Customer Service Representative – Portuguese/Arabic/Chinese Required

What are your main responsibilities?

  • You are responsible for the client communication for designated account relationships and Contracts.
  • You are required to response to the client on timely manner providing full and accurate information in one go.

Key Areas

  • Communication management in day-to-day queries of our clients and insurers through different channels (Email, Phone, Letter and Chat). The main communication channel will be Emails and Calls.
  • As a Hybrid team, you require to manage customer interactions through Emails and Calls at the same time. You require to multitask between both channels based on Email and Call inflow and based on the requirements in the daily planning.
  • Think about and contribute to using the most efficient communication channels (phone, e-mail, letter)
  • Coordinate and ensure follow-ups of the assigned contracts/clients.
  • Answering call from client and advising on the necessary information.
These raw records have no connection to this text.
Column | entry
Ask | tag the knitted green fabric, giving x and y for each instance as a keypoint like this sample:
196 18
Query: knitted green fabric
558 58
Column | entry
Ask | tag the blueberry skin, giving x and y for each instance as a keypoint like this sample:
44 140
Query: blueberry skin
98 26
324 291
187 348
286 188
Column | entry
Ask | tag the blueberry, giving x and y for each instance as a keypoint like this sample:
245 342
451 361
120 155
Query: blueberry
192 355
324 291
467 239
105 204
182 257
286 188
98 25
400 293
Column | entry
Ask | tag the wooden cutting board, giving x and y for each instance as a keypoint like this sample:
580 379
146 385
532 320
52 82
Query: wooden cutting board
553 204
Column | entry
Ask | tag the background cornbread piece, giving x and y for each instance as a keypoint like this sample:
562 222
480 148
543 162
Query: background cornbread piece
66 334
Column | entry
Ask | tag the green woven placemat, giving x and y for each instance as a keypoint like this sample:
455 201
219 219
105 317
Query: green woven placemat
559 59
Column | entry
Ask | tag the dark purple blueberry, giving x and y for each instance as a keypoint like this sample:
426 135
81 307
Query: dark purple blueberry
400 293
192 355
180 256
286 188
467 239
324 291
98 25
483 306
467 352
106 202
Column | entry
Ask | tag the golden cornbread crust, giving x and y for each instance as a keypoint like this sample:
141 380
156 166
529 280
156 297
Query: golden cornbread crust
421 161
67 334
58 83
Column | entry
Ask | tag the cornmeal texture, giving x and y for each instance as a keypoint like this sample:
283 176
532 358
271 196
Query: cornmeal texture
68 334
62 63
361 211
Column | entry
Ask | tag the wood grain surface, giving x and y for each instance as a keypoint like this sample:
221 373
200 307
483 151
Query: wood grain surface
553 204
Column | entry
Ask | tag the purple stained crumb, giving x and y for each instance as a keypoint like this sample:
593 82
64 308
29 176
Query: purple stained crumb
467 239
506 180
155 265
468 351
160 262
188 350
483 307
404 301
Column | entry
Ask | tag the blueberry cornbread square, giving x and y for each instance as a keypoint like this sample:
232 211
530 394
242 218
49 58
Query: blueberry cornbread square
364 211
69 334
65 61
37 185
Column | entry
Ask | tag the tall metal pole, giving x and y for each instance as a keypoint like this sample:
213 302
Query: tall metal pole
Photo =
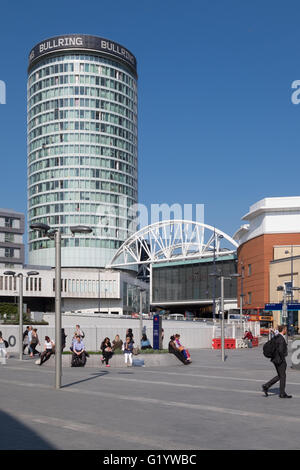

To log call in the system and respond via email immediately over the call instead of assigning the task back to the queue.
  • Follow up on personal queue for the cases where we received reply.
  • Taking ownership on the emails assigned and to complete the necessary before end of business.
  • Monitoring Queue to see if there is any queued call which require to be answered instead of allowing the call to drop or abandon.
  • Check on medical reports submitted by client and see if we can approve Initial Letter of Guarantee to the provider.
  • Check if the complete Reimbursement documents has been submitted before assigning case to Claims Team.
  • Keep records and filing up to date.
  • Pro-actively optimising the unit’s workflows to achieve set targets.
  • Translate communications, medical reports or other documents if needed.
  • Work according to the priorities indicated in the work plan and in order to keep under track the different KPIs (ASA, TAT, NPS, etc)
  • Able to handle complaints and analyze them, identifying root causes that might lead to the improvement of customer satisfaction.

Qualifications

  • Advance or bilingual knowledge of English is a must (C1/C2)
  • Advance knowledge of one or more of these languages: Portuguese, Arabic, Chinese, German, French, Spanish (C1 Level).
  • Exceptional organizational and time-management focus
  • Independently responds to inquiries, grievances, complaints or appeals ranging from routine to moderate complexity.
  • 1+ years of customer service experience analyzing and solving customer problems required; call center experience a PLUS
  • Ability to perform in a high volume, fast paced call center environment
  • Proven ability to work independently as well as a productive member of a team
  • Intermediate proficiency in Microsoft Office Suite; high level capacity to multitask independently and on a computer
  • Knowledge of Medical Terminology is a plus.